Antonio Castronuovo Suicidi d’autore


Stampa Alternativa, 2003, € 8,00

di Simona
D’accordo, il tema può apparire per lo meno tetro, ma forse nessun tema è lugubre in sé, tutto dipende dal modo in cui lo si affronta. Certo l’argomento è meno banale e più complesso di molti altri, e tuttavia questo piccolo libretto di centoventi pagine opera una ricognizione curiosa, rispettosa e totalmente priva di morbosità nella vita di quindici artisti del novecento, e nella loro morte volontaria. Non c’è traccia di fissazione ossessiva perché l’autore si propone un fine che non è affatto quello di indagare nella disperazione degli individui, o nello loro eventuali patologie psicotiche, o di insistere sul senso di vuoto esistenziale che li induce a decidere la morte volontaria. Non c’è traccia di nichilismo ma al contrario l’autore, realizzando per ogni personaggio un breve ritratto, ne sottolinea non le carenze e le mancanze, bensì il genio che li rese artisti. Ed è per questo che sono suicidi d’autore. Se il suicidio è sempre considerato un atto debole e negativo, l’ammissione di una delusione e di una sconfitta, in certi rari casi, quando a sceglierlo è un artista, esso può risultare come il coronamento della sua esistenza: ossia il suggello “d’autore” alla sua vita di artista.
Come quello, davvero emblematico e a suo modo “consolante” di Angelo Fortunato Formiggini, piccolo editore che aveva fatto dell’ironia il proprio credo, e che in epoca fascista si vide togliere la voce.

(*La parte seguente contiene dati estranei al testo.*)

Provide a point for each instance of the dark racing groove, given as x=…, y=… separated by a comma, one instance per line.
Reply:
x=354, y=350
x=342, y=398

Ma l’atto che non poté tollerare fu la promulgazione delle leggi razziali. Così, ai primi cenni della campagna razziale, nel 1938, già decise il da farsi. Così scrive: “Formaggino da Modena, editore in Roma, sopportò sorridendo XVI anni di dominazione fascista che lo aveva raso al suolo. Ma quando ignobili penne, per atavico odio plebeo, o per turpe mercede, o per puro contagio tedesco, iniziarono una campagna razzista, sdegnato si condannò a morte per alto tradimento; sostituendosi al vero colpevole, per stornare dalla sua Patria amorosamente diletta il danno e la vergogna.” …perché “Crepare è il solo diritto che sia rispettato: sarebbe peccato non ne approfittare”… e in una giornata uggiosa di fine novembre si getta dalla torre campanaria di Modena, la Ghirlandina.

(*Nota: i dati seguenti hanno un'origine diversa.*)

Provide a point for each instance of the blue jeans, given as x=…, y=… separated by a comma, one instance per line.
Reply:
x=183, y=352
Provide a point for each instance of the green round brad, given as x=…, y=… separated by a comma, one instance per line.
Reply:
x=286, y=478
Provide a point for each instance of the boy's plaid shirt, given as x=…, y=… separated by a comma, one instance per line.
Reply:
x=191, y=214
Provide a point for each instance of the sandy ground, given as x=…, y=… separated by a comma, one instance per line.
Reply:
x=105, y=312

Del resto ciò che stupisce nel leggere il libro è che invece che trovarsi dentro alla disperazione, ci si trova davanti alla semplice realtà della vita perché, anche se spesso lo si dimentica, essa è strettamente legata alla morte anzi, comporta la morte. Certo non la morte volontaria ma forse ciò che più si apprezza nel modo in cui sono state trattate le storie è appunto il fatto che, alla fine, non emerge la disperazione ma la vita, ossia un percorso che, a prescindere dalle esistenze di ciascuno, comincia e termina per tutti allo stesso modo. Sarà la volontà di essere per forza positivi, sarà che davvero il suicidio d’autore è così coerente con l’artista da sembrare quasi la naturale conclusione della sua vicenda terrena ma, alla fine, quel che vedo in queste quindici storie non sono delle vie di morte bensì dei percorsi di vite vissute.